Среди частых и сосредоточенных попыток вспомнить, среди напряженных усилий свести воедино приметы мнимого небытия, в которое окунулась тогда моя душа, бывали минуты, когда мне казалось, что я достиг успеха; случались краткие, очень краткие проблески воспоминаний, которые рассудок, прояснившийся позднее, мог отнести лишь к тогдашнему состоянию бессознательности. Эти тени памяти сбивчиво повествуют о каких-то длинных фигурах, которые безмолвно подняли меня и понесли вниз – все вниз, вниз, вниз! – до тех пор, пока отвратительное головокружение не охватило меня от одной только мысли о бесконечности этого спуска. Еще они повествуют о смутном ужасе моего сердца, вызванном противоестественным спокойствием и тишиною в этом сердце. Затем приходит неожиданное ощущение неподвижности, сковавшей все, – словно те, кто нес меня (о, этот путь!), переступив в своем движении вниз пределы беспредельного, остановились на миг передохнуть от своего однообразного, тяжкого труда. Вслед за тем душу пронизывают апатия и тоска; и наконец все захлестывает безумие — безумие памяти, вступившей в запретные области.

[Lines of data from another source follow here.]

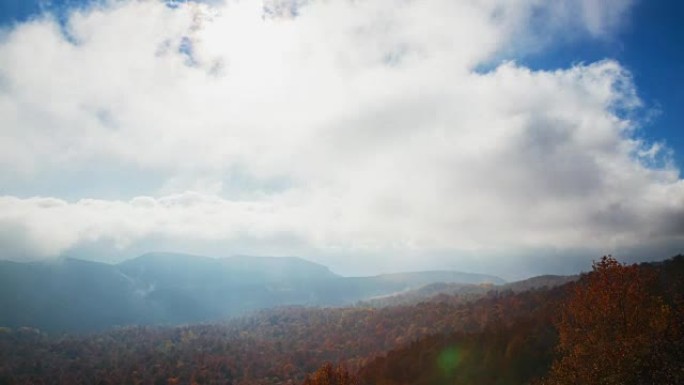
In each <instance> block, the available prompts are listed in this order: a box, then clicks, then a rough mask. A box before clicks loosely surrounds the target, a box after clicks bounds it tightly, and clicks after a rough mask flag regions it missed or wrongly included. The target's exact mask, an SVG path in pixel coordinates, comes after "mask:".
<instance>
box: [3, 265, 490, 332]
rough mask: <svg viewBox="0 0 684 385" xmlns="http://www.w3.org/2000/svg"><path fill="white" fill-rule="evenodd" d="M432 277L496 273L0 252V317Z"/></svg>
mask: <svg viewBox="0 0 684 385" xmlns="http://www.w3.org/2000/svg"><path fill="white" fill-rule="evenodd" d="M438 282H444V283H457V284H480V283H491V284H502V283H504V281H503V280H502V279H501V278H498V277H495V276H489V275H483V274H469V273H463V272H455V271H427V272H414V273H400V274H384V275H377V276H372V277H343V276H340V275H337V274H335V273H333V272H332V271H330V269H328V268H327V267H326V266H323V265H320V264H317V263H314V262H310V261H307V260H305V259H302V258H298V257H252V256H234V257H227V258H210V257H204V256H196V255H188V254H180V253H148V254H144V255H141V256H139V257H137V258H134V259H131V260H127V261H124V262H121V263H118V264H106V263H100V262H92V261H84V260H78V259H72V258H62V259H59V260H54V261H49V262H30V263H18V262H8V261H0V309H3V311H2V312H0V326H8V327H20V326H30V327H36V328H39V329H43V330H46V331H90V330H101V329H106V328H110V327H115V326H125V325H133V324H183V323H191V322H204V321H212V320H218V319H224V318H227V317H231V316H236V315H241V314H245V313H246V312H249V311H253V310H257V309H264V308H270V307H277V306H286V305H307V306H341V305H349V304H353V303H356V302H358V301H362V300H365V299H368V298H372V297H377V296H383V295H391V294H393V293H400V292H405V291H410V290H415V289H418V288H420V287H423V286H425V285H429V284H434V283H438Z"/></svg>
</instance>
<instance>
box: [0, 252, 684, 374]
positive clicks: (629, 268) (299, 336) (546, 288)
mask: <svg viewBox="0 0 684 385" xmlns="http://www.w3.org/2000/svg"><path fill="white" fill-rule="evenodd" d="M480 287H481V288H483V289H482V290H480V291H476V292H469V293H466V294H463V293H460V294H459V293H451V294H444V293H442V294H436V295H433V296H430V297H427V298H423V299H421V300H420V301H397V300H395V301H394V302H392V301H388V302H387V303H383V302H382V301H380V302H377V301H376V302H374V303H371V302H368V303H366V302H362V303H358V304H356V305H355V306H347V307H336V308H315V307H281V308H276V309H269V310H261V311H258V312H255V313H251V314H249V315H246V316H242V317H239V318H234V319H230V320H227V321H224V322H212V323H203V324H189V325H185V326H176V327H161V326H139V327H124V328H116V329H112V330H108V331H104V332H94V333H86V334H75V333H69V334H60V333H45V332H42V331H40V330H37V329H32V328H26V327H24V328H13V329H9V328H4V329H2V330H0V384H3V385H5V384H13V385H14V384H102V385H104V384H155V385H156V384H198V385H199V384H244V385H247V384H264V385H266V384H303V385H322V384H326V385H343V384H344V385H346V384H359V385H361V384H368V385H370V384H378V385H380V384H384V385H400V384H425V385H431V384H444V383H449V384H500V385H509V384H510V385H513V384H535V385H555V384H682V383H684V328H683V327H682V325H684V295H683V294H684V256H681V255H680V256H677V257H674V258H671V259H669V260H667V261H664V262H659V263H648V264H641V265H626V264H622V263H620V262H618V261H617V260H616V259H614V258H612V257H609V256H608V257H603V258H602V259H600V260H599V261H596V262H594V264H593V266H592V270H591V272H589V273H586V274H583V275H581V276H580V277H579V278H578V279H577V280H574V281H571V282H566V283H559V284H549V285H545V286H539V287H533V288H517V289H512V288H506V289H503V288H499V287H497V286H491V285H490V286H485V285H480Z"/></svg>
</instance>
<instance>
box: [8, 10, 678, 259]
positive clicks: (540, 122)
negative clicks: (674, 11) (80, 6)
mask: <svg viewBox="0 0 684 385" xmlns="http://www.w3.org/2000/svg"><path fill="white" fill-rule="evenodd" d="M547 3H553V4H547ZM596 4H598V3H596V2H590V1H579V0H578V1H571V0H566V1H560V2H541V1H535V0H518V1H503V0H501V1H497V0H481V1H475V0H472V1H460V2H455V1H452V0H430V1H400V2H397V1H394V0H392V1H389V0H372V1H364V2H355V1H330V2H328V1H310V2H302V1H299V2H283V1H275V2H266V3H265V4H261V3H259V2H254V1H229V2H226V3H222V4H213V5H208V4H203V3H194V2H188V3H180V4H175V5H174V6H169V5H168V4H166V3H163V2H157V1H119V2H111V3H106V4H103V5H100V6H98V7H94V6H93V7H91V8H88V9H85V10H80V11H74V12H72V13H71V15H70V17H69V19H68V21H67V22H66V23H65V24H59V23H57V22H56V21H55V20H53V19H51V18H50V17H44V18H40V19H37V20H34V21H32V22H29V23H24V24H21V25H18V26H16V27H14V28H12V29H10V30H6V31H5V32H4V33H3V34H2V38H1V40H0V119H1V120H2V122H3V123H2V128H1V129H0V137H1V138H2V140H0V186H4V188H3V189H4V190H6V191H7V193H6V194H5V196H2V197H0V228H2V229H4V230H3V233H4V234H6V236H4V237H2V238H0V243H1V244H2V246H3V249H4V250H9V253H10V254H14V255H8V256H7V257H9V258H22V257H34V258H35V257H49V256H57V255H60V254H63V253H65V252H66V253H69V252H73V251H74V250H77V249H79V248H83V247H87V246H88V245H92V244H97V243H98V242H103V241H106V242H111V245H113V246H114V247H115V248H116V249H117V250H120V251H121V253H122V255H124V254H125V251H126V250H129V249H133V248H135V245H139V244H142V243H145V242H150V240H151V239H156V240H161V241H158V242H156V243H154V242H153V244H154V247H157V248H165V247H164V244H165V243H164V242H165V241H168V240H174V244H179V243H183V242H185V243H186V244H188V245H198V244H205V245H206V244H216V245H221V247H222V251H221V250H217V251H216V253H224V254H232V253H251V252H264V251H265V252H270V253H274V254H302V253H304V254H307V255H316V256H318V258H319V259H321V260H324V259H325V256H326V255H371V254H372V255H376V256H385V257H384V258H385V259H387V260H392V258H400V257H398V255H402V254H405V255H411V258H416V257H415V256H417V255H430V254H431V253H435V252H440V253H444V252H447V253H452V254H453V255H458V254H459V253H471V254H472V253H475V254H477V253H482V255H485V254H486V255H504V254H506V253H507V252H509V253H514V252H516V251H520V250H527V249H548V248H552V249H558V250H566V249H567V250H570V249H577V248H583V249H588V250H596V251H597V252H598V251H599V250H600V251H604V250H613V249H624V248H630V247H637V246H640V245H644V244H660V243H663V242H665V243H670V244H672V243H675V244H677V243H679V244H681V242H682V240H684V221H683V220H682V219H681V218H682V217H684V183H683V182H682V180H681V179H680V177H679V171H678V170H677V169H675V168H674V167H673V166H672V165H670V164H669V163H668V162H667V149H666V148H663V147H662V146H661V145H659V144H657V143H656V144H653V143H646V142H644V141H642V140H640V139H638V138H639V135H638V131H639V129H640V127H639V122H638V120H637V119H636V118H634V116H636V115H635V113H637V112H638V111H639V109H640V108H641V103H640V100H639V99H638V97H637V93H636V90H635V89H634V85H633V83H632V79H631V75H630V74H629V72H628V71H626V70H625V69H624V68H622V67H621V66H620V64H619V63H617V62H615V61H611V60H605V61H601V62H597V63H589V64H577V65H575V66H573V67H570V68H561V69H557V70H555V71H533V70H530V69H528V68H525V67H522V66H520V65H517V64H516V63H515V62H512V61H504V62H500V60H501V59H502V58H506V57H509V58H515V57H516V55H519V54H525V53H527V52H531V51H535V50H543V49H544V47H548V46H550V45H553V44H558V41H562V40H563V39H568V38H574V39H592V38H599V39H602V38H610V36H611V34H612V33H614V31H615V30H616V29H617V28H619V26H620V24H621V23H623V22H624V20H625V17H626V15H628V12H629V9H630V5H631V1H619V0H615V1H610V2H605V3H601V4H603V5H601V6H598V5H596ZM483 66H485V67H491V68H493V69H492V70H490V71H482V70H481V68H483ZM56 186H61V187H60V188H57V187H56ZM93 186H99V187H100V188H98V189H94V188H93ZM265 245H267V246H265ZM190 248H191V247H190ZM405 258H409V257H405ZM491 258H494V257H491ZM398 263H399V262H398Z"/></svg>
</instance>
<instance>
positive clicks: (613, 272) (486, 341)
mask: <svg viewBox="0 0 684 385" xmlns="http://www.w3.org/2000/svg"><path fill="white" fill-rule="evenodd" d="M683 289H684V257H682V256H678V257H675V258H673V259H672V260H669V261H666V262H664V263H662V264H651V265H649V264H644V265H641V266H637V265H631V266H627V265H622V264H620V263H618V262H617V261H616V260H615V259H613V258H611V257H604V258H602V259H601V260H600V261H599V262H596V263H594V265H593V271H592V272H591V273H589V274H586V275H584V276H582V278H581V279H580V281H579V282H577V283H573V284H569V285H566V286H565V287H564V288H563V290H564V291H565V292H566V296H565V297H564V298H562V299H561V300H559V301H554V302H550V303H548V304H547V306H546V307H544V308H539V309H536V310H535V311H533V312H531V313H530V314H529V315H528V316H522V317H520V318H516V319H515V320H514V321H513V322H511V323H508V324H507V323H505V322H495V323H492V324H490V325H489V326H488V327H486V328H485V329H484V330H482V331H480V332H475V333H463V332H457V333H452V334H449V335H446V336H445V335H434V336H430V337H426V338H423V339H420V340H419V341H416V342H413V343H411V344H410V345H408V346H404V347H401V348H399V349H394V350H391V351H390V352H388V353H387V354H386V355H384V356H383V357H379V358H376V359H375V360H373V361H371V362H370V363H368V364H367V365H365V366H364V367H363V368H362V369H361V370H360V371H359V372H358V374H357V375H356V376H352V377H351V380H349V381H348V382H344V383H343V382H339V381H338V382H335V381H331V378H329V377H326V376H325V374H326V373H328V372H329V370H327V371H326V370H325V369H326V367H325V366H324V367H323V368H321V369H320V370H318V371H317V372H315V373H314V375H313V376H312V377H310V379H309V382H308V383H307V384H306V385H321V384H339V385H352V384H353V385H371V384H373V385H377V384H382V385H400V384H412V385H432V384H434V385H437V384H444V383H451V384H478V385H487V384H492V385H495V384H497V385H508V384H510V385H513V384H536V385H567V384H606V385H608V384H614V385H618V384H619V385H631V384H634V385H641V384H662V385H676V384H684V290H683ZM551 298H560V297H556V296H551ZM345 370H346V369H345V368H344V367H343V366H342V367H339V368H338V369H337V371H338V372H339V371H341V372H344V371H345ZM338 378H341V377H340V376H339V375H338Z"/></svg>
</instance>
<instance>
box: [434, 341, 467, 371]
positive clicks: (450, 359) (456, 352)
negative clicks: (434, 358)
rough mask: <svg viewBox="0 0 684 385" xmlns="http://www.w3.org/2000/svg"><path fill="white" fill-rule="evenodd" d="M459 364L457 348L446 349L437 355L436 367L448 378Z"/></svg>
mask: <svg viewBox="0 0 684 385" xmlns="http://www.w3.org/2000/svg"><path fill="white" fill-rule="evenodd" d="M460 363H461V352H460V350H459V349H458V348H457V347H448V348H446V349H444V350H442V352H441V353H439V357H438V358H437V365H438V366H439V369H440V370H441V371H442V373H444V374H445V375H447V376H450V375H451V374H452V373H453V372H454V371H455V370H456V368H457V367H458V365H459V364H460Z"/></svg>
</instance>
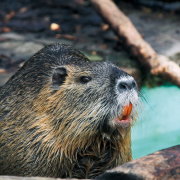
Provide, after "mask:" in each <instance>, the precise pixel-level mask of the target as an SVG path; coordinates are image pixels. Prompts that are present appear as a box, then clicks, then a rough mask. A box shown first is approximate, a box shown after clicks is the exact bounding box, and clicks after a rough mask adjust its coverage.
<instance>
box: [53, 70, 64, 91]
mask: <svg viewBox="0 0 180 180" xmlns="http://www.w3.org/2000/svg"><path fill="white" fill-rule="evenodd" d="M66 76H67V70H66V68H65V67H58V68H56V69H55V70H54V72H53V76H52V87H53V89H54V90H59V89H60V86H61V85H62V84H63V83H64V81H65V79H66Z"/></svg>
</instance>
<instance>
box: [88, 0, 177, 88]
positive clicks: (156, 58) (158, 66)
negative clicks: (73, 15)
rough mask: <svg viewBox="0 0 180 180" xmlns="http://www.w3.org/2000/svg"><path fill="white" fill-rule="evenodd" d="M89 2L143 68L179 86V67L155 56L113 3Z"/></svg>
mask: <svg viewBox="0 0 180 180" xmlns="http://www.w3.org/2000/svg"><path fill="white" fill-rule="evenodd" d="M91 2H92V4H93V5H94V6H95V8H96V9H97V11H98V12H99V14H100V15H101V16H102V17H103V18H104V19H105V20H106V21H107V22H108V23H109V24H110V26H111V28H112V29H113V30H114V31H115V32H116V34H117V35H118V36H119V38H120V39H122V40H123V42H124V44H125V45H126V47H128V49H129V50H130V52H131V54H132V55H134V56H135V57H137V59H138V60H139V62H140V63H141V64H142V65H143V66H145V67H147V68H148V69H149V70H150V72H151V73H152V74H153V75H162V76H164V77H165V78H167V79H168V80H170V81H172V82H173V83H175V84H176V85H178V86H180V67H179V66H178V65H177V64H176V63H175V62H173V61H170V60H169V59H168V58H167V57H165V56H163V55H159V54H157V53H156V52H155V50H154V49H153V48H152V47H151V46H150V45H149V44H148V43H147V42H146V41H145V40H144V39H143V38H142V36H141V35H140V34H139V32H138V31H137V30H136V28H135V27H134V25H133V24H132V22H131V21H130V19H129V18H128V17H127V16H126V15H125V14H124V13H123V12H122V11H121V10H120V9H118V7H117V6H116V5H115V4H114V3H113V1H111V0H91Z"/></svg>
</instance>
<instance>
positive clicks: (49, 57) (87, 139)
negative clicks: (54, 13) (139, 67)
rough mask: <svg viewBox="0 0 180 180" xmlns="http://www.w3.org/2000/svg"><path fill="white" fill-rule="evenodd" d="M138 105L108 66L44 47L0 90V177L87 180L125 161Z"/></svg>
mask: <svg viewBox="0 0 180 180" xmlns="http://www.w3.org/2000/svg"><path fill="white" fill-rule="evenodd" d="M137 101H138V95H137V87H136V82H135V81H134V79H133V77H131V76H130V75H128V74H127V73H126V72H124V71H122V70H120V69H119V68H118V67H116V66H115V65H113V64H111V63H110V62H94V61H93V62H90V61H89V60H88V58H86V57H85V56H84V55H83V54H82V53H81V52H79V51H77V50H75V49H73V48H72V47H71V46H69V45H62V44H55V45H50V46H47V47H45V48H43V49H42V50H41V51H39V52H38V53H37V54H35V55H34V56H33V57H32V58H30V60H28V61H27V62H26V63H25V64H24V66H23V67H22V68H20V69H19V71H18V72H17V73H16V74H15V75H14V76H13V77H12V78H10V80H9V81H8V82H7V83H6V84H5V85H4V86H3V87H2V88H1V92H0V174H1V175H2V174H3V175H18V176H47V177H61V178H65V177H74V178H94V177H96V176H98V175H99V174H101V173H103V172H104V171H105V170H107V169H110V168H113V167H115V166H117V165H120V164H122V163H125V162H127V161H129V160H131V142H130V141H131V138H130V128H131V124H132V119H133V118H134V114H135V109H136V105H137ZM124 107H125V108H124Z"/></svg>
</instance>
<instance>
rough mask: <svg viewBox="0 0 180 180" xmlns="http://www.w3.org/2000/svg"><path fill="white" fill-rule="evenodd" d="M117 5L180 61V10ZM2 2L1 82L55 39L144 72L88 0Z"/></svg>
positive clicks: (0, 85)
mask: <svg viewBox="0 0 180 180" xmlns="http://www.w3.org/2000/svg"><path fill="white" fill-rule="evenodd" d="M118 6H119V7H120V8H121V10H123V11H124V12H125V13H126V15H128V17H129V18H130V19H131V20H132V22H133V23H134V24H135V26H136V28H137V29H138V30H139V32H140V33H141V35H142V36H143V37H144V38H145V40H147V41H148V42H149V43H150V44H151V45H152V46H153V48H154V49H155V50H156V51H157V52H158V53H160V54H163V55H166V56H168V57H170V58H171V59H173V60H174V61H176V62H177V63H178V64H180V15H179V14H178V13H175V12H173V11H164V10H160V9H157V8H156V10H154V9H152V8H149V7H145V6H141V7H137V6H134V5H132V4H130V3H118ZM0 7H1V9H0V19H1V20H0V86H1V85H3V84H4V83H5V82H6V81H7V80H8V78H9V77H10V76H11V75H12V74H14V72H16V71H17V69H18V68H19V67H21V66H22V64H23V62H24V61H25V60H27V59H28V58H29V57H31V56H32V55H33V54H34V53H35V52H37V51H38V50H39V49H41V48H42V47H44V46H45V45H47V44H51V43H54V42H60V43H66V44H71V45H72V46H74V47H75V48H77V49H80V50H81V51H83V52H84V53H85V54H86V55H87V56H88V57H89V58H90V59H92V60H109V61H113V62H115V63H116V64H118V65H119V66H120V67H122V68H124V69H125V70H127V71H128V72H130V73H131V74H133V75H134V76H135V77H136V78H137V79H138V80H139V81H140V80H141V79H142V77H143V76H142V74H141V70H142V69H141V67H140V66H139V65H138V64H137V62H136V61H135V59H134V58H132V57H131V56H130V54H129V53H128V52H126V50H125V49H124V47H123V44H122V43H121V40H120V39H118V37H117V36H116V35H115V34H114V33H113V31H112V30H111V29H110V27H109V26H108V25H107V24H106V22H105V21H103V19H102V18H101V17H100V16H99V15H98V14H97V13H96V11H95V10H94V8H93V7H92V6H91V4H90V2H89V1H85V0H69V1H59V0H36V1H35V0H34V1H32V0H14V1H11V0H1V1H0ZM53 23H54V24H53ZM54 25H55V26H54ZM143 78H144V77H143Z"/></svg>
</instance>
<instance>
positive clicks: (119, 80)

Совершенно неожиданно возвращаются движение и звук – громко и беспорядочно бьется сердце, и удары его шумно отдаются в ушах. Затем – провал: пустота, ничего, кроме пустоты. Затем снова звук, движение, прикосновение, и какая-то дрожь пронизывает все мое существо. Затем простое ощущение бытия, без всякой мысли – состояние, которое долго не проходит. И вдруг – мысль, и ужас, потрясший меня с головы до пят, и напряженное стремление осознать, что же все-таки со мной происходит. Затем страстное желание погрузиться в беспамятство. Затем стремительное воскрешение духа и успешная попытка пошевелиться. И тут – полное и ясное воспоминание о процессе, судьях, траурных драпировках, о приговоре, о слабости, об обмороке. Затем – абсолютное забвение всего, что последовало; лишь гораздо позже и ценою самых напряженных усилий мне удалось, хотя и смутно, восстановить все это в памяти.